Seitdem gehört der Drogenkrieg zur Lieblingsbeschäftigung der Mullahs. Nach Ansicht der Exilopposition indes ist das Ziel der Drogenbekämpfung nicht nur eine Ablenkung von den wirtschaftlichen und politischen Problemen, sondern werden unter der Anklage des Drogenhandels auch die Opponenten des Regimes liquidiert. Amnesty international äußerte den Verdacht, eine Reihe der politischen Widersacher der Mullahs seien als Drogenhändler hingerichtet worden. Hinter derlei Beschuldigungen steht für Teheran aber zweifelsfrei die Drogenmafia.

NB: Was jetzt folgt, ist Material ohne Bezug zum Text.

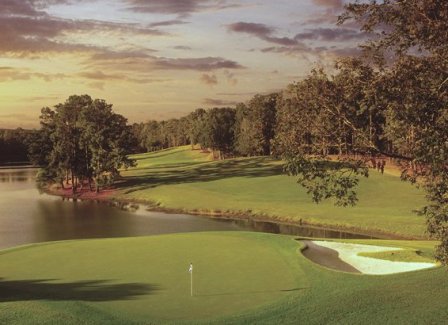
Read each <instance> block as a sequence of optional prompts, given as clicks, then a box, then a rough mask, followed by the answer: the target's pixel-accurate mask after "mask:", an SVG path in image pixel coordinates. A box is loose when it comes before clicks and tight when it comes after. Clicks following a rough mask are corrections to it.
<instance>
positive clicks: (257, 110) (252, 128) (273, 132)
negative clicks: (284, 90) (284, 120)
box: [235, 94, 277, 156]
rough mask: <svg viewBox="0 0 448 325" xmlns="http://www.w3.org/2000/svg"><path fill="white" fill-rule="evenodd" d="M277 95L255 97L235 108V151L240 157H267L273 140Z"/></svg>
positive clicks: (268, 153)
mask: <svg viewBox="0 0 448 325" xmlns="http://www.w3.org/2000/svg"><path fill="white" fill-rule="evenodd" d="M276 102H277V94H270V95H255V96H254V97H253V98H252V99H251V100H250V101H249V102H248V103H247V105H245V104H243V103H241V104H239V105H237V107H236V121H235V150H236V151H237V152H238V153H239V154H240V155H242V156H259V155H265V156H268V155H270V154H271V141H272V139H273V138H274V132H275V121H276Z"/></svg>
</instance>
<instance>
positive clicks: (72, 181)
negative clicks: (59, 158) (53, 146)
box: [71, 169, 76, 194]
mask: <svg viewBox="0 0 448 325" xmlns="http://www.w3.org/2000/svg"><path fill="white" fill-rule="evenodd" d="M71 174H72V193H73V194H75V193H76V186H75V174H74V173H73V169H72V170H71Z"/></svg>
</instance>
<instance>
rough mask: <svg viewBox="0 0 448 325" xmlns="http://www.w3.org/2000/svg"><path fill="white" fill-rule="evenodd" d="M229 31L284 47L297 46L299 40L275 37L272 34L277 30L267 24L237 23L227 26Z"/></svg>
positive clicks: (287, 38) (253, 23) (237, 22)
mask: <svg viewBox="0 0 448 325" xmlns="http://www.w3.org/2000/svg"><path fill="white" fill-rule="evenodd" d="M227 30H228V31H230V32H235V33H245V34H249V35H253V36H255V37H258V38H260V39H262V40H264V41H266V42H270V43H275V44H279V45H284V46H292V45H296V44H297V40H295V39H292V38H288V37H274V36H272V34H273V33H274V32H275V29H274V28H272V27H269V26H267V25H265V24H256V23H246V22H237V23H233V24H230V25H227Z"/></svg>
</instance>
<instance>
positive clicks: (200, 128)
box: [132, 94, 278, 159]
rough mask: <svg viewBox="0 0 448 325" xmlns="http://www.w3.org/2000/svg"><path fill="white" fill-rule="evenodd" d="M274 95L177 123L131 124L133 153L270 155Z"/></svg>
mask: <svg viewBox="0 0 448 325" xmlns="http://www.w3.org/2000/svg"><path fill="white" fill-rule="evenodd" d="M277 98H278V94H270V95H256V96H255V97H254V98H252V100H250V101H249V102H248V103H247V104H243V103H241V104H238V105H237V106H236V107H235V108H232V107H221V108H218V107H215V108H212V109H209V110H205V109H202V108H199V109H197V110H195V111H194V112H192V113H190V114H188V115H187V116H185V117H182V118H180V119H170V120H167V121H161V122H157V121H149V122H147V123H140V124H134V125H133V126H132V132H133V135H134V139H135V143H136V144H137V145H136V147H135V150H137V151H140V152H143V151H154V150H160V149H164V148H168V147H174V146H180V145H187V144H191V145H199V146H200V147H201V148H203V149H211V150H212V151H213V152H214V154H215V157H216V158H218V159H223V158H226V157H230V156H235V155H240V156H254V155H270V154H271V151H272V140H273V137H274V134H275V124H276V123H275V121H276V109H277V108H276V103H277Z"/></svg>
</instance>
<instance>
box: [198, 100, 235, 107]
mask: <svg viewBox="0 0 448 325" xmlns="http://www.w3.org/2000/svg"><path fill="white" fill-rule="evenodd" d="M202 103H203V104H204V105H207V106H235V105H236V104H238V102H236V101H230V100H222V99H213V98H205V99H204V100H203V101H202Z"/></svg>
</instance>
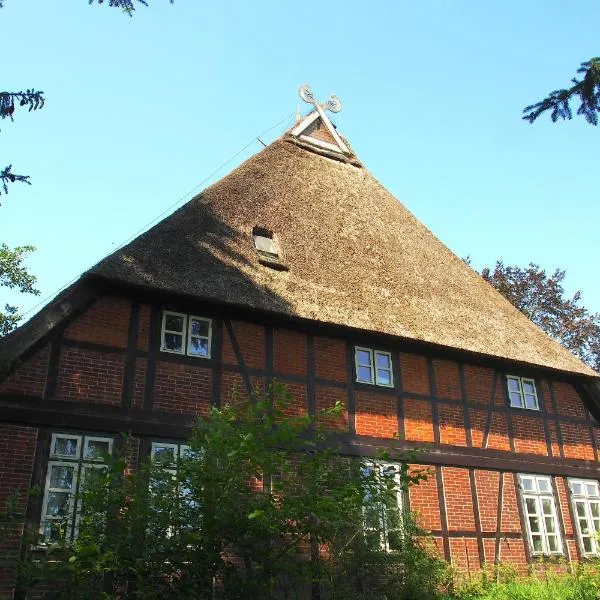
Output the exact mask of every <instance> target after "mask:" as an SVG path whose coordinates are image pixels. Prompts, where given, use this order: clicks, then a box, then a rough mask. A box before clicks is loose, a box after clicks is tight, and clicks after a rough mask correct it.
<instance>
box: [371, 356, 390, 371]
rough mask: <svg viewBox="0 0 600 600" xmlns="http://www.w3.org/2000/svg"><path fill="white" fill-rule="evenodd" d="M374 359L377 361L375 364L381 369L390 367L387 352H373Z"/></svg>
mask: <svg viewBox="0 0 600 600" xmlns="http://www.w3.org/2000/svg"><path fill="white" fill-rule="evenodd" d="M375 359H376V361H377V366H378V367H381V368H382V369H388V370H389V369H391V368H392V365H391V364H390V362H391V361H390V357H389V356H388V355H387V354H382V353H379V352H376V353H375Z"/></svg>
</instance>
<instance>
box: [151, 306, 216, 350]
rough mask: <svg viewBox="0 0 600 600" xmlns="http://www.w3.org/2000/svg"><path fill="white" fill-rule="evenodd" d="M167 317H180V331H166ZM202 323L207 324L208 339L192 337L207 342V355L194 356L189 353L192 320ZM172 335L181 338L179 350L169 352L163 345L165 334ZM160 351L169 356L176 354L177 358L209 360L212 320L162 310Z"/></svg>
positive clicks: (190, 315) (172, 311)
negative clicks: (201, 339) (181, 326)
mask: <svg viewBox="0 0 600 600" xmlns="http://www.w3.org/2000/svg"><path fill="white" fill-rule="evenodd" d="M167 316H174V317H181V319H183V329H182V331H173V330H172V329H167V328H166V326H167ZM193 319H195V320H196V321H204V322H205V323H208V338H207V337H206V336H204V335H195V336H193V337H197V338H201V339H207V341H208V354H207V355H206V356H204V355H203V354H196V353H194V352H192V351H191V347H192V331H191V329H192V320H193ZM167 333H173V334H175V335H180V336H181V350H169V349H168V348H167V347H166V344H165V334H167ZM160 351H161V352H167V353H169V354H178V355H179V356H191V357H192V358H205V359H206V358H211V354H212V319H210V318H208V317H200V316H197V315H188V314H185V313H180V312H176V311H174V310H163V317H162V325H161V329H160Z"/></svg>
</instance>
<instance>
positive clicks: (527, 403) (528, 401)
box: [525, 394, 538, 408]
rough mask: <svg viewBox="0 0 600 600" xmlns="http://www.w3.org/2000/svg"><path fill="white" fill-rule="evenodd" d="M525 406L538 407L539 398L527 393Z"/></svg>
mask: <svg viewBox="0 0 600 600" xmlns="http://www.w3.org/2000/svg"><path fill="white" fill-rule="evenodd" d="M525 406H526V408H537V407H538V405H537V398H536V397H535V396H529V395H528V394H525Z"/></svg>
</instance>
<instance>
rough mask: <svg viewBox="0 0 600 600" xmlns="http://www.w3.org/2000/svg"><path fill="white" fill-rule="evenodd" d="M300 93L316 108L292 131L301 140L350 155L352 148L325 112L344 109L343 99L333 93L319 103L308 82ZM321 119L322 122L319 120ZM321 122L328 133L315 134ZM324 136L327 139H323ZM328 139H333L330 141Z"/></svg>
mask: <svg viewBox="0 0 600 600" xmlns="http://www.w3.org/2000/svg"><path fill="white" fill-rule="evenodd" d="M298 94H299V95H300V98H302V100H304V102H307V103H308V104H312V105H313V106H314V107H315V110H314V111H313V112H311V113H309V114H308V115H306V117H304V118H303V119H301V120H300V121H299V123H298V124H297V125H296V126H295V127H294V128H293V129H292V131H291V132H290V133H291V134H292V135H293V136H296V137H297V138H299V139H301V140H304V141H307V142H310V143H311V144H315V145H316V146H321V147H322V148H325V149H326V150H333V151H334V152H341V153H342V154H346V155H348V156H350V155H351V154H352V152H351V150H350V149H349V148H348V146H347V145H346V144H345V143H344V141H343V140H342V138H341V137H340V135H339V134H338V132H337V131H336V129H335V127H334V126H333V123H332V122H331V121H330V120H329V117H328V116H327V115H326V114H325V111H326V110H328V111H330V112H333V113H337V112H340V110H342V102H341V100H340V99H339V98H338V97H337V96H335V95H333V96H330V97H329V100H327V102H323V103H319V102H318V101H317V100H316V99H315V97H314V95H313V93H312V90H311V89H310V87H309V86H308V85H307V84H304V85H301V86H300V88H299V90H298ZM319 120H320V123H319V122H318V121H319ZM320 124H322V125H323V126H324V129H325V131H326V133H327V134H328V135H323V134H321V135H318V136H317V135H313V133H314V132H316V130H319V125H320ZM324 137H325V138H326V139H323V138H324ZM328 139H330V140H331V141H328Z"/></svg>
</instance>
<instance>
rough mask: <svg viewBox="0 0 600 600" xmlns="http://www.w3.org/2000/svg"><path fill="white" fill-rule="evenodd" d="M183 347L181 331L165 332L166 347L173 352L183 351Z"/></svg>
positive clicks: (178, 351)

Wie dem auch immer sei – jedesmal, wenn die Klerikalenherrschaft aus wirtschaftlichen oder politischen Gründen in Bedrängnis gerät, läßt sie „einen Elefanten hochgehen“, wie die Iraner solche Spektakel bezeichnen. Mal richten sich die spektakulären Maßnahmen gegen die religiösen Minderheiten, wie die Bahai, mal gegen die Frauen oder auch gegen die verwestlichten Intellektuellen, mal gegen die Preisspekulanten und öfter gegen die Drogenhändler. Die neue Kampagne soll offenbar vom Prestigeverlust Rafsandschanis, der bei den kürzlich abgehaltenen Präsidentschaftswahlen weit weniger Stimmen bekam als vor vier Jahren, ablenken und das durch die wirtschaftliche Misere unzufrieden gewordene Volk einschüchtern.